The commercial vehicle market has always been more cyclical than the passenger vehicle sector, but according to Tony Stinsa, head of inbound and outbound logistics at International Motors, the latest downturn has been amongst the deepest the industry has seen in decades.
Speaking on the Red Sofa at Finished Vehicle Logistics North America in California, Stinsa explained how International is using the current market conditions to prepare for what it expects will eventually become another sharp recovery in truck production volumes.
“We do tend to have much larger swings than the automotive industry,” said Stinsa. “What we’ve seen in the last year is the lowest trough that we’ve seen in a couple of decades.”
Rather than simply reacting to lower volumes, International has been using the slowdown to analyse where previous production and logistics ramps created constraints and operational bottlenecks.
“We’ve tried to use the time of the trough to get prepared for the eventual spike because we know it’s coming,” he said.
Preparing for the next demand spike
A major focus for International has been understanding how quickly logistics capacity can realistically be rebuilt once demand rebounds.
Stinsa said the company has spent the last nine to 12 months reviewing the operational lessons from previous volume increases, particularly around labour availability and lead times.
“What we’ve done is examined prior ramps and figured out where we’ve had problems,” he said. “We’ve looked at lead times for various constraints.”
One of the biggest challenges, he explained, lies in rebuilding specialised labour capacity after a prolonged downturn: “One of the things we require on the outbound side is skilled labour for mechanics and for drivers,” said Stinsa. “In that trough, a lot of that labour has gone away.”
He noted that International is now holding weekly planning meetings focused on when to begin reactivating capacity and recruiting labour ahead of future production increases.
Tariffs and fuel prices remain key cost pressures
Alongside market volatility, Stinsa pointed to tariffs and fuel costs as the most immediate financial pressures affecting International’s logistics operations.
"The biggest lever right now, and it's been something that's been topical for the last year or so, is tariffs, and Section 232 tariffs have been a particular difficulty for us," he said.
International has been developing mitigation strategies around cross-border flows and customs processes, including adding an inbond process for units passing through the US.
Fuel price inflation is also reshaping transport decisions across the network. “Diesel fuel is about $5.50 per gallon, up from the high-$3 range,” Stinsa said. “That’s a significant spike.”
To manage rising fuel costs, International has increased its focus on carrier compliance with fuel purchasing programmes designed to secure discounted fuel pricing.
“The carriers have to adopt a part of our fuel programme which allows us to get discounts as they fill up around the country,” he explained. “That’s one thing that we really have to watch compliance on because when they’re non-compliant, it drives higher costs.”
The company is also revisiting transport mode optimisation, particularly the balance between single-vehicle and decked transport configurations. “We’re working to optimise all of those items because the impact of fuel drives bigger changes between the modes,” said Stinsa.
A shift towards rail
One of the most significant strategic shifts discussed by Stinsa was International’s growing interest in rail transport.
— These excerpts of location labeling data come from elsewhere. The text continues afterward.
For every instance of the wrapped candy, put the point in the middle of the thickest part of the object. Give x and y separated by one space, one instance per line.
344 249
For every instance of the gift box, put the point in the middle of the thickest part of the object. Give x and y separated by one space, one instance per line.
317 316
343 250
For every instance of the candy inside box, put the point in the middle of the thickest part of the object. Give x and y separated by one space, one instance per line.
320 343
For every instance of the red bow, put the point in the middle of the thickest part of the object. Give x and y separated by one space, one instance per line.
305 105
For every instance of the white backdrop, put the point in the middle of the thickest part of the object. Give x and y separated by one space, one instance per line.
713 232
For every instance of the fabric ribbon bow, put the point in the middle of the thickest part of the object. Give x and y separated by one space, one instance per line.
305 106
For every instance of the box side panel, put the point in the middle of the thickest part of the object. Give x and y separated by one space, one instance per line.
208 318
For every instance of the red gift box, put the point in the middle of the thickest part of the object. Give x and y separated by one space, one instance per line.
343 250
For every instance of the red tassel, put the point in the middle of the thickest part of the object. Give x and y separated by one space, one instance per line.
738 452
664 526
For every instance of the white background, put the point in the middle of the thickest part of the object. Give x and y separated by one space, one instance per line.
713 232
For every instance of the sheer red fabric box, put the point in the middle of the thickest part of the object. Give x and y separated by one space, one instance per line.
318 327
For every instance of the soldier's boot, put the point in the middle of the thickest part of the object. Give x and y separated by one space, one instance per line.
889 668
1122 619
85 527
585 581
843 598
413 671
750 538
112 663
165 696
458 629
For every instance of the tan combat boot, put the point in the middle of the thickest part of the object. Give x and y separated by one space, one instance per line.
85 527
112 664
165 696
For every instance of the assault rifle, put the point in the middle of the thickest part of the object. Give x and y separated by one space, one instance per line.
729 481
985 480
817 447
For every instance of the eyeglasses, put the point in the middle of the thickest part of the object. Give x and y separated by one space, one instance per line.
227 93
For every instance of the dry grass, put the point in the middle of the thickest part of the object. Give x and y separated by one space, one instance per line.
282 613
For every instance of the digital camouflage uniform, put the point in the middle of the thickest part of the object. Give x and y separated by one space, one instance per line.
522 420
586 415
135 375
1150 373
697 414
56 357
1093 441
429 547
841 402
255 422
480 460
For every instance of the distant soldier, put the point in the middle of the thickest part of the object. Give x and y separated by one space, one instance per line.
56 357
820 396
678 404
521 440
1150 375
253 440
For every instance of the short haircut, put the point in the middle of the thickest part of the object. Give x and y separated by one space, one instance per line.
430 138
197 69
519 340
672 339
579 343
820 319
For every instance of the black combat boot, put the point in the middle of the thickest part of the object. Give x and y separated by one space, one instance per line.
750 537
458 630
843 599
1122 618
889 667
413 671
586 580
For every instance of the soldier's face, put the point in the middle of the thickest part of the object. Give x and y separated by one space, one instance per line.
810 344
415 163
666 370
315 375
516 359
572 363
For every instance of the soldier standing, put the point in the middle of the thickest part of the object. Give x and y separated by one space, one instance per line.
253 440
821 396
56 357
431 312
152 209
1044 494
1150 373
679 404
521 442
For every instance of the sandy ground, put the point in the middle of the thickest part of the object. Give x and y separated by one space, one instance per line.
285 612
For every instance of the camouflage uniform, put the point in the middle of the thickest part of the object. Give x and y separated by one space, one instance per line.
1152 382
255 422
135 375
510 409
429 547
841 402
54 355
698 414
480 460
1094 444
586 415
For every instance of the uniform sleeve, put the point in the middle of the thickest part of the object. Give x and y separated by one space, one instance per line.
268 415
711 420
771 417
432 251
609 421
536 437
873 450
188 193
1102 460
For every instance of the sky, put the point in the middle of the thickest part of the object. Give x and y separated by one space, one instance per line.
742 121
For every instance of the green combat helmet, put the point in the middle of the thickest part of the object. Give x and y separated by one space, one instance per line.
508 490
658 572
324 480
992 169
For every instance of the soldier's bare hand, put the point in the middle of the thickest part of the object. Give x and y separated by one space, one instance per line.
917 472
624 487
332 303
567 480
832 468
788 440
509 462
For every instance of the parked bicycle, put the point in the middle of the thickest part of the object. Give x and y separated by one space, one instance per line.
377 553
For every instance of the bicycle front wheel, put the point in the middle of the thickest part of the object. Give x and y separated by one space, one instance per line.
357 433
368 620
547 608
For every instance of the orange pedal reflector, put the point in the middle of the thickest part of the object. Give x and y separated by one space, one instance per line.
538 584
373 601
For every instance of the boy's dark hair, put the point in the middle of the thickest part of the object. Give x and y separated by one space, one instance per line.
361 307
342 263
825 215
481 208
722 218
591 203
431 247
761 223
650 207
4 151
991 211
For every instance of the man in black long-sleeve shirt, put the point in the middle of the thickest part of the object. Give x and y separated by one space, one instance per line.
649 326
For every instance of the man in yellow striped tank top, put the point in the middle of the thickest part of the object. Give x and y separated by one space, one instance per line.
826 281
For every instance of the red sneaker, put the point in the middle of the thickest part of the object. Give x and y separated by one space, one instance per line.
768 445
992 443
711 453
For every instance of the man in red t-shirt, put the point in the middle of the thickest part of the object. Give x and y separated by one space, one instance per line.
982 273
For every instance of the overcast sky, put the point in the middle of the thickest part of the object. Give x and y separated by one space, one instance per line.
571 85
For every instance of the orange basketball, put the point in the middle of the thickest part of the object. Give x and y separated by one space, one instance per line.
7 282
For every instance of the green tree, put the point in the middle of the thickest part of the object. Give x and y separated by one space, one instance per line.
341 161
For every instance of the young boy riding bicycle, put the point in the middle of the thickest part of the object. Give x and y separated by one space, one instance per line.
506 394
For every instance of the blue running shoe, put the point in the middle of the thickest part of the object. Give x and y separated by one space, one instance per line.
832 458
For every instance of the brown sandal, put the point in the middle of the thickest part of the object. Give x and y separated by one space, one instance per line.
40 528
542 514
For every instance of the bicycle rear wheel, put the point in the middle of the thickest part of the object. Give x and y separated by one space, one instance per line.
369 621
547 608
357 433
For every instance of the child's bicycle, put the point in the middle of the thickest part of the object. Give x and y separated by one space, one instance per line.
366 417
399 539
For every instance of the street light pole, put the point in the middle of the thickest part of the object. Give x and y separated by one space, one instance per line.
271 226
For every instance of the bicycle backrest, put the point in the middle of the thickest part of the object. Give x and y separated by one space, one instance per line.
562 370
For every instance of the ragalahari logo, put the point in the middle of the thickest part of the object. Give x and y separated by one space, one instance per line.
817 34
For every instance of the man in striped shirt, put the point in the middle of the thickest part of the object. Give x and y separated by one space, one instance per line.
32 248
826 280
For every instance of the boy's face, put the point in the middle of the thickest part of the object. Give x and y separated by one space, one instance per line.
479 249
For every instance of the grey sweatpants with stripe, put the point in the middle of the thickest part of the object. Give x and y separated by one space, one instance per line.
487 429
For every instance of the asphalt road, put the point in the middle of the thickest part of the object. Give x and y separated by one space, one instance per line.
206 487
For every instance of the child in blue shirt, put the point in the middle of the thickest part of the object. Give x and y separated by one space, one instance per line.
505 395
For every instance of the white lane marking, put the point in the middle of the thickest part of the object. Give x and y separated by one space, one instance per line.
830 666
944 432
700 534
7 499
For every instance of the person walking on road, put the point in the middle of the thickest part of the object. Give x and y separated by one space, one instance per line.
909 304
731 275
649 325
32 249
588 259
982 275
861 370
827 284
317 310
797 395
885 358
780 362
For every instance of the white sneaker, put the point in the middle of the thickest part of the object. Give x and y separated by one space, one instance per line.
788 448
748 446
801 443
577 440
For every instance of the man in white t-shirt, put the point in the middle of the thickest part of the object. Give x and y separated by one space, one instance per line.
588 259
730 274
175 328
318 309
Historically, rail has not played much of a role in the company’s finished vehicle network, but Stinsa shared that has begun to change over the last six months.
“On a long-term basis we’re looking at rail,” he said. “That’s really a nascent topic for us. It’s something that has been on our board of things to work on for years and we’re just now in the past six months making some really good progress on that one.”
While cost reduction is part of the equation, Stinsa stressed that rail is increasingly being evaluated as a resilience strategy as well. “I think it’ll drive savings,” he said. “And we’re also looking at it as a resilience play to have an alternate relief valve for the volume as well.”
Electric truck logistics still evolving
Stinsa also reflected on how changing regulations are reshaping the outlook for electric commercial vehicles, particularly in medium- and heavy-duty trucking.
“The regulatory landscape has changed significantly for medium and heavy trucks,” he said, adding that relaxed regulations for 2027 have reduced some of the urgency around adoption.
However, he pointed to electric school buses as one segment continuing to grow quickly, creating ongoing transport challenges around the use of costly lowboy trailers. “I know everybody is working with the carriers, trying to look at different options to optimise both how do you do the lowboy and how you get away from that very costly alternative,” he said.
Stinsa added that solutions developed for school bus logistics could eventually influence transport strategies for heavier electric trucks as adoption grows.
AI becomes a partner selection priority
Artificial intelligence was another key theme in the discussion, particularly the use of agentic AI across dispatch, tendering and vehicle planning operations.
“One of our focuses, since we rely so heavily on logistics partners, is to see what those partners are doing and ensure that they’re on a path towards AI adoption,” said Stinsa.
He pointed to growing use of AI in carrier dispatch and communication, as well as finished vehicle load optimisation, including “the decking and pairing of vehicles”.
Most significantly, Stinsa said AI capability is now becoming part of International’s formal partner evaluation process. “We want to make sure we don’t get stuck with a technical laggard that’s in our business,” he said.